U.S. Department of Transportation Secretary Anthony Foxx and National Highway Traffic Safety Administration (NHTSA) Deputy Administrator David Friedman have kicked off the annual “Drive Sober or Get Pulled Over” holiday crackdown on drunk driving by unveiling a new mobile app to help people who have been drinking get a safe ride home. New data revealing a decline in drunk driving deaths in 2013 has also been announced.
The new data reveals a 2.5 percent decline in drunk driving deaths in 2013. Yet, even with this decrease from the previous year, 10,076 people died in crashes involving a drunk driver in 2013, the equivalent to one death every 52 minutes. December 2013 was the month with the lowest number of drunk driving fatalities with 733 lives lost.
“We will continue to be relentless in our effort to curb drunk driving because each life is precious,” said Secretary Foxx. “Too many lives are still being cut far too short because of drunk driving. We can stop these tragedies by making the decision not to allow ourselves or our loved ones to get behind the wheel after drinking.”
NHTSA’s new SaferRide app will help keep drunk drivers off our roads by allowing users to call a taxi or a friend and by identifying their location so they can be picked up.
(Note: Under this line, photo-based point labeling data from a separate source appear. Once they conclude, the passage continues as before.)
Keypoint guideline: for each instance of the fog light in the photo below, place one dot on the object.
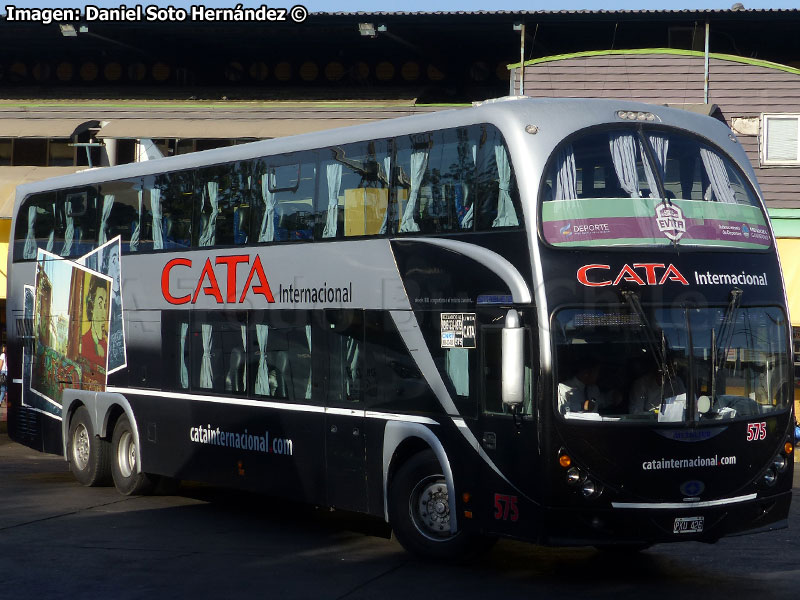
(770, 477)
(779, 464)
(573, 476)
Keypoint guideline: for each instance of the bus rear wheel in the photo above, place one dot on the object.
(419, 512)
(124, 462)
(89, 455)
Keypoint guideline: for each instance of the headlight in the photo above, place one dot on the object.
(589, 488)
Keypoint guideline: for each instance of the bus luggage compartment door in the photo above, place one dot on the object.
(341, 332)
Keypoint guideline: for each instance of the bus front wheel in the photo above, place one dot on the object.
(89, 455)
(419, 512)
(124, 461)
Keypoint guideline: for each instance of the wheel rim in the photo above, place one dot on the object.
(429, 506)
(126, 454)
(80, 447)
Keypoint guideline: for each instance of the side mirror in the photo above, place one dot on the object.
(513, 360)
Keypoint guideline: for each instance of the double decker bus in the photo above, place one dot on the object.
(561, 321)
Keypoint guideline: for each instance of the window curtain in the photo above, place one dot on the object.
(419, 163)
(69, 232)
(353, 352)
(718, 176)
(466, 220)
(334, 174)
(155, 206)
(623, 154)
(267, 231)
(387, 169)
(244, 347)
(137, 228)
(660, 145)
(456, 365)
(567, 175)
(108, 203)
(184, 368)
(209, 234)
(506, 215)
(308, 386)
(29, 251)
(262, 374)
(206, 374)
(51, 239)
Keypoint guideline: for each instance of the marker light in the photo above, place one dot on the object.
(779, 463)
(573, 476)
(770, 477)
(589, 488)
(635, 115)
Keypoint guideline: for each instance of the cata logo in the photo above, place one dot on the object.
(671, 223)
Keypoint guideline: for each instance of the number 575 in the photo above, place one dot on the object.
(756, 431)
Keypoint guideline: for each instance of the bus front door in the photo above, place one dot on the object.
(509, 440)
(345, 450)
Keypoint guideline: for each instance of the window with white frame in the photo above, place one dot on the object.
(780, 139)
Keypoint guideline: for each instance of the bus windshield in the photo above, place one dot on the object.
(632, 187)
(671, 365)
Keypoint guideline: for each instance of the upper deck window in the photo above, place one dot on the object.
(627, 187)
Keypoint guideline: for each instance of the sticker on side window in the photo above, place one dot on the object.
(458, 330)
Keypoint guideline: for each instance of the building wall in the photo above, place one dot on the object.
(743, 89)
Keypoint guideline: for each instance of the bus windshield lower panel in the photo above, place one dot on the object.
(676, 365)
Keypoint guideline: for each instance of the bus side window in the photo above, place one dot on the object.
(36, 225)
(171, 213)
(120, 203)
(285, 191)
(354, 190)
(78, 209)
(436, 181)
(345, 354)
(498, 196)
(222, 204)
(218, 346)
(279, 355)
(176, 349)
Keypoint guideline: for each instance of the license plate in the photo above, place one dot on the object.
(688, 525)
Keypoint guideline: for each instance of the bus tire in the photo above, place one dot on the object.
(419, 512)
(89, 456)
(123, 462)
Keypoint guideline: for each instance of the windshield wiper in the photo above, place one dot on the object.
(658, 351)
(721, 344)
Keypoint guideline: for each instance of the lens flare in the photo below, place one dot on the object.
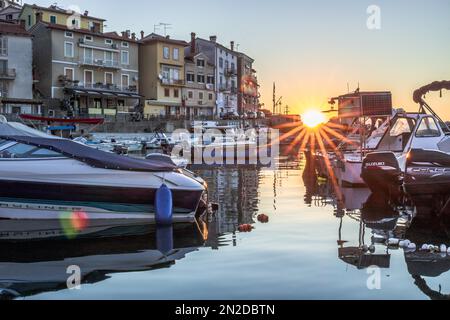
(313, 118)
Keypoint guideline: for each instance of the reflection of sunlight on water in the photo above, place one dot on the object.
(73, 223)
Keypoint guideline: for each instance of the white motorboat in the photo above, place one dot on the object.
(45, 169)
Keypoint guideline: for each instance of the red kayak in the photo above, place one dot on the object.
(93, 121)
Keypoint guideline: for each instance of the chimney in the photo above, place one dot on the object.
(193, 44)
(38, 16)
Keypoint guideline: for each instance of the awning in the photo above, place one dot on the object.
(20, 101)
(102, 93)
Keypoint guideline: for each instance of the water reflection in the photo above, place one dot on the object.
(420, 219)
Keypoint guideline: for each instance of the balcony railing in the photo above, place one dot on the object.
(8, 74)
(101, 86)
(230, 72)
(172, 82)
(100, 63)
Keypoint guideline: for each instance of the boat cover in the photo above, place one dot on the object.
(93, 157)
(19, 129)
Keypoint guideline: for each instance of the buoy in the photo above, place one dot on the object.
(245, 228)
(164, 206)
(263, 218)
(393, 242)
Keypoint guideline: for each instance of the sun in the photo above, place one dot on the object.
(313, 118)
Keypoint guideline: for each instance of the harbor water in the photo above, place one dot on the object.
(309, 249)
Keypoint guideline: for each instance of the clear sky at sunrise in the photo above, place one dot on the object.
(311, 49)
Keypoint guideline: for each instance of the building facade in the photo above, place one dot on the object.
(32, 14)
(86, 73)
(10, 10)
(16, 72)
(161, 62)
(248, 95)
(199, 97)
(225, 63)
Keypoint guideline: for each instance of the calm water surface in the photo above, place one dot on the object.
(306, 251)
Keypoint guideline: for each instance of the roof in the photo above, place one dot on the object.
(109, 35)
(154, 38)
(57, 10)
(14, 29)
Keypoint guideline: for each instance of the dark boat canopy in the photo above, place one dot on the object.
(93, 157)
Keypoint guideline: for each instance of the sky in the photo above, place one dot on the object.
(314, 49)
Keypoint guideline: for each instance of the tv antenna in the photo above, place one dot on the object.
(164, 26)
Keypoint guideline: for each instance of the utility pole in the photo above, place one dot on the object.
(274, 99)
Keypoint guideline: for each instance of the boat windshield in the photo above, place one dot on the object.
(396, 139)
(25, 151)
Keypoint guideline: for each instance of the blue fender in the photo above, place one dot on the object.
(164, 206)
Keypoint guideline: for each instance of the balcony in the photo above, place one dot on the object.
(98, 86)
(99, 63)
(172, 82)
(7, 74)
(230, 72)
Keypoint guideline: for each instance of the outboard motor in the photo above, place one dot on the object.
(382, 173)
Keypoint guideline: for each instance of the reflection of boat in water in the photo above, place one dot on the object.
(415, 153)
(29, 268)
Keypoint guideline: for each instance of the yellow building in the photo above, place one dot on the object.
(161, 69)
(32, 14)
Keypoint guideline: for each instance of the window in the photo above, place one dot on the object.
(88, 77)
(109, 78)
(166, 52)
(76, 23)
(88, 55)
(68, 49)
(3, 46)
(190, 77)
(428, 129)
(201, 78)
(176, 54)
(125, 58)
(125, 81)
(109, 58)
(69, 73)
(200, 63)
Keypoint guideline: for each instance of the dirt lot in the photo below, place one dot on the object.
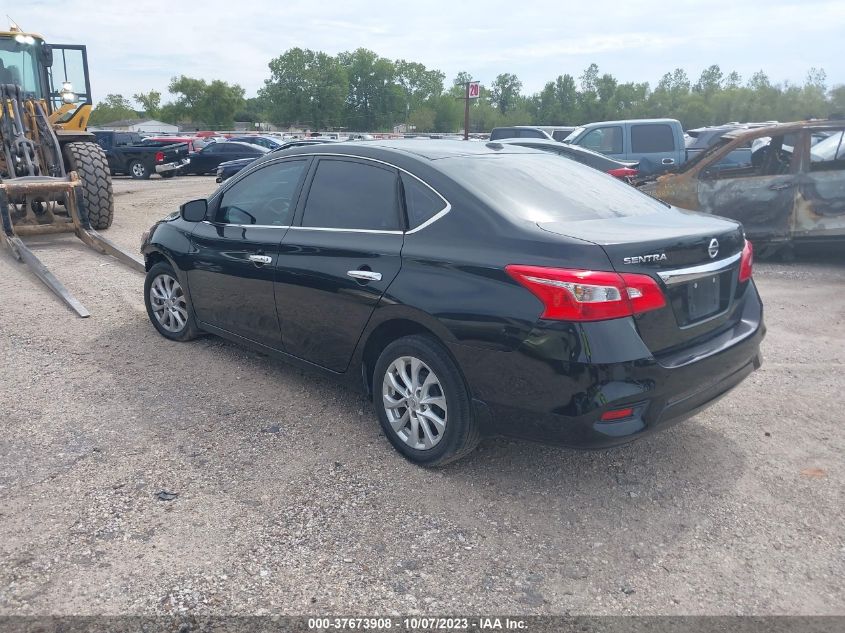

The app is available for immediate download on Android devices on Google Play.
“We’re making progress in the fight against drunk driving by working with law enforcement and our safety partners, and by arming people with useful tools, such as our new SaferRide app,” said Deputy Administrator Friedman. “This holiday season, don’t make the selfish and deadly choice to drink and drive.”
This year’s crackdown started on December 15 and continues until January 1, 2015. During this period, more than 10,000 participating police departments and law enforcement agencies will be out in force to protect the public and get drunk drivers off our roads. These efforts are supported by an $8 million dollar U.S. DOT national advertising campaign conveying NHTSA’s Drive Sober or Get Pulled Over message.